Isn't nature wonderful?

This story is a few years old, but I'd never come across it before, and it's downright fascinating:

A parasitic worm that makes the grasshopper it invades jump into water and commit suicide does so by chemically influencing its brain, a study of the insects' proteins reveal.

The parasitic Nematomorph hairworm (Spinochordodes tellinii) develops inside land-dwelling grasshoppers and crickets until the time comes for the worm to transform into an aquatic adult. Somehow mature hairworms brainwash their hosts into behaving in way they never usually would - causing them to seek out and plunge into water.

Once in the water the mature hairworms - which are three to four times longer that their hosts when extended - emerge and swim away to find a mate, leaving their host dead or dying in the water. David Biron, one of the study team at IRD in Montpellier, France, notes that other parasites can also manipulate their hosts' behaviour: "'Enslaver' fungi make their insect hosts die perched in a position that favours the dispersal of spores by the wind, for example."

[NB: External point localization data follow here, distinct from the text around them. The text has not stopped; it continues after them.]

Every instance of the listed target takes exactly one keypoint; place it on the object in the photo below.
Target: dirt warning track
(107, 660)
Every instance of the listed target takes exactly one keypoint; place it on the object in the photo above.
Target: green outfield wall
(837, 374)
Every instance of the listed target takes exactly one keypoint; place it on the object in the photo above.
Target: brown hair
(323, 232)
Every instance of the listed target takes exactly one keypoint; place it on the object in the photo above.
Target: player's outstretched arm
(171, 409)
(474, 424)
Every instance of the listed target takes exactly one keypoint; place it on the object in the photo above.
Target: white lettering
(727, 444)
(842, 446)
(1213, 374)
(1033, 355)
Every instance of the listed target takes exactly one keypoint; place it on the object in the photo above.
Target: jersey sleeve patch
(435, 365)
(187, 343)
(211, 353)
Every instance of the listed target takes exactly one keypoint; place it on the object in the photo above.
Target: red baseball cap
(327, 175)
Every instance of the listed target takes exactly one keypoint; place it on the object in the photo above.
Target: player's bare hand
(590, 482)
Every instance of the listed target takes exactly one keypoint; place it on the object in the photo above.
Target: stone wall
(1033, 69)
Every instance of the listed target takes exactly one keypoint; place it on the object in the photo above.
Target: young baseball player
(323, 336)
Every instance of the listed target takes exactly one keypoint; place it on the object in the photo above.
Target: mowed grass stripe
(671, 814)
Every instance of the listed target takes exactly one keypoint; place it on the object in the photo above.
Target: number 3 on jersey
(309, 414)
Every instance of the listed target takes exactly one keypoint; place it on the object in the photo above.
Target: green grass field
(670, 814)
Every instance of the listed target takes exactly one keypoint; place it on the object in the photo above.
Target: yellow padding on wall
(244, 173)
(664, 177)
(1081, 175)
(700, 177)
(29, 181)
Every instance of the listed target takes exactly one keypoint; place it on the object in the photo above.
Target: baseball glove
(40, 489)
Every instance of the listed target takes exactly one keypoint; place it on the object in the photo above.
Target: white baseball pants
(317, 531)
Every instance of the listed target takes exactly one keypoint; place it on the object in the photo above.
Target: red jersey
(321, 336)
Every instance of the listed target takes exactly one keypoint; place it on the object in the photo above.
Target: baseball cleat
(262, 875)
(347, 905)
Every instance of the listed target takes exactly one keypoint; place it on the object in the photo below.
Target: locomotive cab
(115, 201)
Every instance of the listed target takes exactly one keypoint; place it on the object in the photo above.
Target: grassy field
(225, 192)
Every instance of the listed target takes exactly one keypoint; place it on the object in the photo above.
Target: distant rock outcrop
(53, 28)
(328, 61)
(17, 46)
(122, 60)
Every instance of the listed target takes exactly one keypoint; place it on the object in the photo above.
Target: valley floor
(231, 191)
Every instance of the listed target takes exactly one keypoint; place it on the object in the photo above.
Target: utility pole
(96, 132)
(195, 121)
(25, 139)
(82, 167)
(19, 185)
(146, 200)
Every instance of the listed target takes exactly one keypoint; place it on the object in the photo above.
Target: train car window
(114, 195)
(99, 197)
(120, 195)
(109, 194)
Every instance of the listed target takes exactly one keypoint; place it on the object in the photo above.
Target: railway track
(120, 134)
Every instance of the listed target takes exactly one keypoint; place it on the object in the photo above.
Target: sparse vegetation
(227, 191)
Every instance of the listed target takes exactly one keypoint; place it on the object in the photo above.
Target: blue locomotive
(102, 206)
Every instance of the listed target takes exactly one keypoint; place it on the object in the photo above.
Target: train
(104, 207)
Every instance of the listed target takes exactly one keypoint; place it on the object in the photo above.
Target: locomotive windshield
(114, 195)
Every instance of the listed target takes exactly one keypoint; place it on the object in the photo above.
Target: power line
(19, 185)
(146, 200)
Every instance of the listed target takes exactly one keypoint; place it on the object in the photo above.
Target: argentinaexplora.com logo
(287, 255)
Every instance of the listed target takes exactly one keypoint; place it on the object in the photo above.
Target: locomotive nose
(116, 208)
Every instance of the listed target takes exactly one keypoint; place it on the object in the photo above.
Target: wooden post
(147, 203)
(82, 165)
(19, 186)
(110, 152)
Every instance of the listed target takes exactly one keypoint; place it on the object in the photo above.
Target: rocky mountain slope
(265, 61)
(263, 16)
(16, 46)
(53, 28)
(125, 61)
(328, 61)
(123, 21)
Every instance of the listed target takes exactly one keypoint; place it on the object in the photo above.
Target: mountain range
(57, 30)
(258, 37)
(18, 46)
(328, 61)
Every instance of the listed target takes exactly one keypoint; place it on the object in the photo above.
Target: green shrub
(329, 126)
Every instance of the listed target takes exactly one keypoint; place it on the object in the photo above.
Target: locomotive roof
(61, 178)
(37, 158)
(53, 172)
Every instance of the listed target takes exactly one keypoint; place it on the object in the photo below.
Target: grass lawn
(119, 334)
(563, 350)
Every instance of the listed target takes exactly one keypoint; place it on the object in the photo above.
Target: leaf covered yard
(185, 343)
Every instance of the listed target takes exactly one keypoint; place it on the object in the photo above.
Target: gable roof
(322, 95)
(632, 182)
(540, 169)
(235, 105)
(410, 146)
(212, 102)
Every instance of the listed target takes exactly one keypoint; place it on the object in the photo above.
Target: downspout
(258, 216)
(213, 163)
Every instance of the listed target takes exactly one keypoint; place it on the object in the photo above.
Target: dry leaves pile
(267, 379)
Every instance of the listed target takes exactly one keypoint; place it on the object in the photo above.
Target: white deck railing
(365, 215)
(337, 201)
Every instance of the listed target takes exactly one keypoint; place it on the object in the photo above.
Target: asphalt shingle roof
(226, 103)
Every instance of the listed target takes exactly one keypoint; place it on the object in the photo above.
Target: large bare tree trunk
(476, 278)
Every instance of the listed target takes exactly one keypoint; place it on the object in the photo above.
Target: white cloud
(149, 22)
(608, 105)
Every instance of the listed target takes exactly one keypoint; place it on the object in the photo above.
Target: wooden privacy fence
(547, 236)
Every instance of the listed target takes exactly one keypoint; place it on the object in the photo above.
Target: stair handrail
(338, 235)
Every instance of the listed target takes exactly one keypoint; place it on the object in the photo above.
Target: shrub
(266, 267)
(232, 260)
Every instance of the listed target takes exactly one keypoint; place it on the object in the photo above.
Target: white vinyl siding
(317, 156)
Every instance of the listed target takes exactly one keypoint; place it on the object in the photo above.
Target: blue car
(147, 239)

But the "mechanisms underlying this intriguing parasitic strategy remain poorly understood, generally", he says.

From the New Scientist. We might feel comforted in the fact that mammals' brains are a lot bigger than those of insects, so surely our behaviour couldn't be influenced by a parasite or pathogen. Or could it?

2 comments:

Scott MacNeil said...

Maybe this phenomena explains my perverse addiction to tobacco! Is there a nicotine-worm?

Mike said...

This reminded me of Daniel Dennett's use of the lancet fluke to explain the power of memes.